Norris sewer upgrade work expected to begin on July 14

Hurst Excavating LLC. of Knoxville plans to begin work July 14 on its $851,455 contract from the city of Norris for the first phase of sewer-line upgrades, City Manager Adam Ledford told the City Council on Monday night.

The project includes replacing older lines to help reduce the influx of stormwater runoff that overwhelms the city’s sewage-treatment plant following significant rainfall.

The contract, approved April 14 by the council, will cover about 25% of the sanitary-sewer system, City Manager Adam Ledford said.

“These are the areas most in need of repair or replacement to reduce load levels at the sewer plant,” he said.

The work is expected to cause some traffic disruptions, mainly on East Norris Road, as the lines are uncovered, Ledford said. “There will be very little damage to roads.”

In conjunction with that, the council voted Monday to seek bids for repaving a section of East Norris Road from the Commons to Pine Road.
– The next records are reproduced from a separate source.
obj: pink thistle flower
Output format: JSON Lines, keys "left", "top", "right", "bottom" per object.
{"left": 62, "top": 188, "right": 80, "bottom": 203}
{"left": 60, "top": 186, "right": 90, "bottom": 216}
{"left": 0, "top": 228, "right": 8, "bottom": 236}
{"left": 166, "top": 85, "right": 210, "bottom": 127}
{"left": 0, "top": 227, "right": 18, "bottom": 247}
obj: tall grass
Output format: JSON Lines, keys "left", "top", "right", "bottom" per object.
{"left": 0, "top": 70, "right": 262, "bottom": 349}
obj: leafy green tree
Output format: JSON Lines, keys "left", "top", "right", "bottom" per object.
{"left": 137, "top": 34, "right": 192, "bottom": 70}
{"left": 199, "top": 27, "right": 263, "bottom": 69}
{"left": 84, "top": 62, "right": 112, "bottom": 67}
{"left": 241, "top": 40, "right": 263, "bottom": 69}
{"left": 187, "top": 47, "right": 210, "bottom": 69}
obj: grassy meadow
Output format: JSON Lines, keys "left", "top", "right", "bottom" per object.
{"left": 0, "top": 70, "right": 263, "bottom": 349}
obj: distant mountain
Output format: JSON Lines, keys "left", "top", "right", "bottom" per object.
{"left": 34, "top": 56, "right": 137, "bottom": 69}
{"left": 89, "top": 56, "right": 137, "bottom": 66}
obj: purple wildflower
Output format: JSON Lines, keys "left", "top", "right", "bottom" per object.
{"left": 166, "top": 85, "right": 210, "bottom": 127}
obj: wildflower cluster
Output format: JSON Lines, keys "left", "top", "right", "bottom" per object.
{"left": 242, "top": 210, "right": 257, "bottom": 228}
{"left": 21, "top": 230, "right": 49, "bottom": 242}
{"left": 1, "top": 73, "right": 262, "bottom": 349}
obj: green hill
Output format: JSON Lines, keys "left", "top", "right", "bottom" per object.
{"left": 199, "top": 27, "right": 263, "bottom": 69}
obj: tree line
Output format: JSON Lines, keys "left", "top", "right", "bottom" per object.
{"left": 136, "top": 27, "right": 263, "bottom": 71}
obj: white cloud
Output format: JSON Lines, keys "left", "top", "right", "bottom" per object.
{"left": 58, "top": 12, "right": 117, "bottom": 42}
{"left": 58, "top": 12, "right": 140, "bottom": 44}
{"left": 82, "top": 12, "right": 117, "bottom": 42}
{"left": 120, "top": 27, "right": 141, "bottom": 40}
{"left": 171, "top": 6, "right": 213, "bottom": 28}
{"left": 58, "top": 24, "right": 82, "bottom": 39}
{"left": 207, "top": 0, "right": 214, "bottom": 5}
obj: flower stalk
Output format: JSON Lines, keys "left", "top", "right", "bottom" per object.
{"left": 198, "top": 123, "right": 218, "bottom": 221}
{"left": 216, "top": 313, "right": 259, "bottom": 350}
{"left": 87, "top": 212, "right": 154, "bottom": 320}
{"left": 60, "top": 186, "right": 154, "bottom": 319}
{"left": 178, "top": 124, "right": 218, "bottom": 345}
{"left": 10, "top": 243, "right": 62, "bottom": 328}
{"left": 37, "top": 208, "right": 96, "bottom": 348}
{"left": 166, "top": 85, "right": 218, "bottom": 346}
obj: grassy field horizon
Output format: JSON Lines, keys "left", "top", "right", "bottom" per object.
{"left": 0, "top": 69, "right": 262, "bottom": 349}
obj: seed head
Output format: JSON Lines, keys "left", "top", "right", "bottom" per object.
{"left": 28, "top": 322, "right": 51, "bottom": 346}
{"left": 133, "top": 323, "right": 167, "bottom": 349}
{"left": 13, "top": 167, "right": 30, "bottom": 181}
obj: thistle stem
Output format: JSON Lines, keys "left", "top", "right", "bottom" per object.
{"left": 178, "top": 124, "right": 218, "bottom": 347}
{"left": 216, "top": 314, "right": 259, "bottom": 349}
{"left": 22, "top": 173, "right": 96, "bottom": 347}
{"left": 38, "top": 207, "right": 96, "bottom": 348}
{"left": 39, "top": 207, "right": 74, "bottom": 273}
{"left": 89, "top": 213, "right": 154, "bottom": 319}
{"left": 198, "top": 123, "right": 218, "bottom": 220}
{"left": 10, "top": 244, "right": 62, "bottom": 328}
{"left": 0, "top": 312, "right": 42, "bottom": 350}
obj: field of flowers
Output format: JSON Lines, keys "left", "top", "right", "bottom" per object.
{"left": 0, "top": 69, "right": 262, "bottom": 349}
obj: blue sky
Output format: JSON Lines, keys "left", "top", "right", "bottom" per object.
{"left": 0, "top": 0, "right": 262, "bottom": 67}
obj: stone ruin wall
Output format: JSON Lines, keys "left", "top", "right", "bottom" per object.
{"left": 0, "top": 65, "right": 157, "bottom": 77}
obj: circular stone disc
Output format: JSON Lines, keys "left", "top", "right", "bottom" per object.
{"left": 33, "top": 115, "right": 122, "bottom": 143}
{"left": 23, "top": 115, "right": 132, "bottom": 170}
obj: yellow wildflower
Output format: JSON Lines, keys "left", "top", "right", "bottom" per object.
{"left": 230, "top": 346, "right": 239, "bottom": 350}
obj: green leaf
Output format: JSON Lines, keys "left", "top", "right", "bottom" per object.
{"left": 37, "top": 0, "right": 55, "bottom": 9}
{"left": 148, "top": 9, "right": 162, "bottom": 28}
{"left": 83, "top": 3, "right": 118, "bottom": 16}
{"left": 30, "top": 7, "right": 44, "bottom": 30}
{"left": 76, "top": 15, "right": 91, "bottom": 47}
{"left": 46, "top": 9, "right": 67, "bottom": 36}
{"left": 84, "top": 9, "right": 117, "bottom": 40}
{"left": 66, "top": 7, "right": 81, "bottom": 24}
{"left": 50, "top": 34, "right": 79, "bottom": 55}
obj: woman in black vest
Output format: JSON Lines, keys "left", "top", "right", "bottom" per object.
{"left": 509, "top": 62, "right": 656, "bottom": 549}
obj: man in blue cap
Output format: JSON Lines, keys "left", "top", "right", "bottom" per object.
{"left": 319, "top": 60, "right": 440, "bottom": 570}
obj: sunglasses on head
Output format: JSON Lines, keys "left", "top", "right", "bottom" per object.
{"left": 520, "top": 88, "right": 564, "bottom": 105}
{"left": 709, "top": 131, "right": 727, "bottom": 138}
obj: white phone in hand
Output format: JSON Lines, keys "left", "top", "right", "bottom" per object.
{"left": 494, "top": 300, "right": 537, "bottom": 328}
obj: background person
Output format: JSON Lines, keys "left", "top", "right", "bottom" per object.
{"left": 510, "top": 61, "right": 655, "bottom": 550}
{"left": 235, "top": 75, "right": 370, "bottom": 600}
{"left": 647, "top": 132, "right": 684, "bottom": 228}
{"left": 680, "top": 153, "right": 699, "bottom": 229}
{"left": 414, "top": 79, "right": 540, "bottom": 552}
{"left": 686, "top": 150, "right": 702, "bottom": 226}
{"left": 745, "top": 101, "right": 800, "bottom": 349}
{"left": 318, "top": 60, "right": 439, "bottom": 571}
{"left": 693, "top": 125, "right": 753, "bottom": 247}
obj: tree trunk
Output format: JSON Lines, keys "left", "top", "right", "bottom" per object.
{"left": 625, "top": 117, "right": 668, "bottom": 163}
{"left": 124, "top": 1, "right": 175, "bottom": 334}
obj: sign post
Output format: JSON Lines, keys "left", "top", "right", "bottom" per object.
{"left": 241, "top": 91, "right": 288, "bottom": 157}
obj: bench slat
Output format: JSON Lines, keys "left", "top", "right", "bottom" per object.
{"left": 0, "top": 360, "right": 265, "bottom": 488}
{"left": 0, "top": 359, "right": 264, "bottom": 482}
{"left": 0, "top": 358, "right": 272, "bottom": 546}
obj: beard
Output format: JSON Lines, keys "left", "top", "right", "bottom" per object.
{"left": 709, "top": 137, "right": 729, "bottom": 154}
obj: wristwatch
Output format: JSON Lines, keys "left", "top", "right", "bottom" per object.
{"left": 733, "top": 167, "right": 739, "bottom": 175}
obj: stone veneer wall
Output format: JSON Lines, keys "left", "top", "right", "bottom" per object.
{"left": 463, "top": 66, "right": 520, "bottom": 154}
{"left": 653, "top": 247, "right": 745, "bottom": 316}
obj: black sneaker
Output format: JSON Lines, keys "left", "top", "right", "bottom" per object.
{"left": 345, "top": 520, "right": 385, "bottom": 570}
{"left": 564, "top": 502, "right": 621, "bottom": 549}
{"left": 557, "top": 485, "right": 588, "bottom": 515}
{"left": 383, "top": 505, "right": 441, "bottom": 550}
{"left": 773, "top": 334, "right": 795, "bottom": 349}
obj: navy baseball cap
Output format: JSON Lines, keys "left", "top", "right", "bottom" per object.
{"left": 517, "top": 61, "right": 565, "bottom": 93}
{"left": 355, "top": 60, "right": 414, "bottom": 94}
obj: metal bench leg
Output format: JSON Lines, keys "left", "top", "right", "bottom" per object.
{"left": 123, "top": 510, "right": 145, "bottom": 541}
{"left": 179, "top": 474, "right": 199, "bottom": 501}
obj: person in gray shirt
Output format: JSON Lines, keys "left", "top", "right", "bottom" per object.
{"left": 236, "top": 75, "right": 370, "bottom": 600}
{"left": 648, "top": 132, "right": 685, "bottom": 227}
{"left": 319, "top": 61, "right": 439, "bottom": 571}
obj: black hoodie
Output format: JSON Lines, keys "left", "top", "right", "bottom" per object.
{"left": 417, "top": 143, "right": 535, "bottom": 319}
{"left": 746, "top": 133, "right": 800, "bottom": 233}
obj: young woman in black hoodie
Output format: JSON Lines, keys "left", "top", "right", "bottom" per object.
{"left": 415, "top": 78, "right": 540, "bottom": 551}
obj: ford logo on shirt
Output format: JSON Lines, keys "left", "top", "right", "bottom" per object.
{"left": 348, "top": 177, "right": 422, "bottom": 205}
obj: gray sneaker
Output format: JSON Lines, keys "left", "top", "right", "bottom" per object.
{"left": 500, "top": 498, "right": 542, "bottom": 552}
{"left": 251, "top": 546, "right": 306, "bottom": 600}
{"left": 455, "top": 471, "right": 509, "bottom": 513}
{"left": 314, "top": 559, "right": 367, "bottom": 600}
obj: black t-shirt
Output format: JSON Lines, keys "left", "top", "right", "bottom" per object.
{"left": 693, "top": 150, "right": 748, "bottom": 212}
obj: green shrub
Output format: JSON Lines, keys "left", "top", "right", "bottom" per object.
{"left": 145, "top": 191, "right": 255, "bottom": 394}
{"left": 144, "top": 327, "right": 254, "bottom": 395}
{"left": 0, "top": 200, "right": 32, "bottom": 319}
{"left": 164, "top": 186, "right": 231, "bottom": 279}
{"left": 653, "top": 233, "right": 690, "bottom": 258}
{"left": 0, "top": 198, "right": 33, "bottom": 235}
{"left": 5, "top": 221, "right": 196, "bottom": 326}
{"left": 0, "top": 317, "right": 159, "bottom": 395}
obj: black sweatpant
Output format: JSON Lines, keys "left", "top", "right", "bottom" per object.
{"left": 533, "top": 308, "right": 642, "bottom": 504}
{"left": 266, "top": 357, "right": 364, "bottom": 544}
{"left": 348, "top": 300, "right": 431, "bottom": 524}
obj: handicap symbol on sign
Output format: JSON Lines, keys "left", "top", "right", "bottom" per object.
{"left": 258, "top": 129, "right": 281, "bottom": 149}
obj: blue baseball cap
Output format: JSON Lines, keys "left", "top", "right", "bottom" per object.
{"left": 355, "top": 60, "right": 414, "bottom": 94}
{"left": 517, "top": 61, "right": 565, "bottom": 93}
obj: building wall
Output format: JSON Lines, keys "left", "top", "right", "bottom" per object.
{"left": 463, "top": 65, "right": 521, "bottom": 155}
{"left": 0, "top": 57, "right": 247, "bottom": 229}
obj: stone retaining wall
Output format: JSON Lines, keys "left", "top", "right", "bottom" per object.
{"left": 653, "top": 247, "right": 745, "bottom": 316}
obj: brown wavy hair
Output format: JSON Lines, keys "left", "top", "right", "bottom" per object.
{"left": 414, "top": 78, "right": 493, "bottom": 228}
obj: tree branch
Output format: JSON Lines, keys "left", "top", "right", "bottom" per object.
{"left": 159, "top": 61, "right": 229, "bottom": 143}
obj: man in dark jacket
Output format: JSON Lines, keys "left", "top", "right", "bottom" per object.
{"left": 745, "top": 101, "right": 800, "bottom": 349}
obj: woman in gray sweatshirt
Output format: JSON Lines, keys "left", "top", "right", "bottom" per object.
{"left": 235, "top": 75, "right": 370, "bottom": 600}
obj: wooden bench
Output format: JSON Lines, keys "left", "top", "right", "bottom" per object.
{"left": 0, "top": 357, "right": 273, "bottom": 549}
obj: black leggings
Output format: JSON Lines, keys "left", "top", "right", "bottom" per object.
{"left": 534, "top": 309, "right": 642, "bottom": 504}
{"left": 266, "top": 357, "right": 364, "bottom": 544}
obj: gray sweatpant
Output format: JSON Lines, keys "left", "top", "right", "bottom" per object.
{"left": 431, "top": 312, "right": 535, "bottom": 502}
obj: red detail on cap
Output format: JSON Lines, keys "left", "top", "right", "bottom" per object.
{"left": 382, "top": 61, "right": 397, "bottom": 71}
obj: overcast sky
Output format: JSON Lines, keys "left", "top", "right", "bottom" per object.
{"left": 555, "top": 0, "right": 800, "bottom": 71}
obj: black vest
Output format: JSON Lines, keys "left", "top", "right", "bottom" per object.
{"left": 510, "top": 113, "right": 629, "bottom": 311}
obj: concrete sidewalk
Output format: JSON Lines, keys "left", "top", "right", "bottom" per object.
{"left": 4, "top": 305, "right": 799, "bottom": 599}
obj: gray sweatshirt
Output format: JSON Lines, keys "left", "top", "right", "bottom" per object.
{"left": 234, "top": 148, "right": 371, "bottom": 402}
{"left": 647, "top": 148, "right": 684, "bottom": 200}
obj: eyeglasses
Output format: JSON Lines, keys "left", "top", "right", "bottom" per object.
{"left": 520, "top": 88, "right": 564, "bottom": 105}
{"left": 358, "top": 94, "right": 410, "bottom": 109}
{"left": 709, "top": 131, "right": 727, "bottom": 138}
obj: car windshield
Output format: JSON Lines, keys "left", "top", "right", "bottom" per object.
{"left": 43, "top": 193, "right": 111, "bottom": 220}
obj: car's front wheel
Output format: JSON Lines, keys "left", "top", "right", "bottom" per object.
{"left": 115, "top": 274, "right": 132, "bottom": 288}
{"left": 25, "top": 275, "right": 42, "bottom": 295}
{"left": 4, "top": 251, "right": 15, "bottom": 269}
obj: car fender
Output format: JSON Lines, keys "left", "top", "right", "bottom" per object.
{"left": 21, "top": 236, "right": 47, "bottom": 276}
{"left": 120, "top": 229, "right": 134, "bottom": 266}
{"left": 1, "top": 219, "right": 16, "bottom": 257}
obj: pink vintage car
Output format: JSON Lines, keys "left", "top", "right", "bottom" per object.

Ledford said the city already has money in the budget to cover that portion, but also plans to extend the work from Pine Road to Cedar Place, near Andersonville Highway, when money is available for that.

As for the sewer project, excess runoff of stormwater into the city’s sewer system has caused the city to run afoul of state environmental regulations.

Since early 2022, Norris has been under a “director’s order” from the Tennessee Department of Environment and Conservation to clean up its discharge of sewage into Buffalo Creek, just south of the sewer plant, which is on the west side of East Norris Road just north of Andersonville Highway.

The department found the city in violation of water-quality regulations concerning those discharges bypassing the sewage-treatment plant.

Last year, the city also set up a new Stormwater Department under control of the city manager, with the goal of creating a better system of managing stormwater runoff than what the city now has, which includes some stormwater collection lines mostly along city streets.

The problem is that during periods of heavy rain, stormwater infiltrates the city’s sanitary sewer system, causing an unmanageable flow to the city’s sewer plant.

There, the excess stormwater mixes with raw sewage, and because it can quickly overwhelm the treatment facility, this combination of sewage and stormwater ends up bypassing the treatment plant, and gets dumped into nearby Buffalo Creek.

The city in early 2022 hired Cannon & Cannon Consulting Engineers of Knoxville to create a plan to remedy the violations. That plan, submitted to the council in May 2022, called for making the required sewer-system repairs beginning as soon as possible, with an estimated completion date of late 2028.

Under the engineers’ plan, the price for the bulk of the work was estimated to be $5.488 million, with a potential bill as high as $6.6 million.

That does not include the possibility the city might need to install a 750,000-gallon holding tank for stormwater runoff, at an additional cost of more than $2.1 million.

The city also will be required to update its sewage-treatment plant. Norris is hoping to get help from other nearby utility systems to pay for the new sewer plant.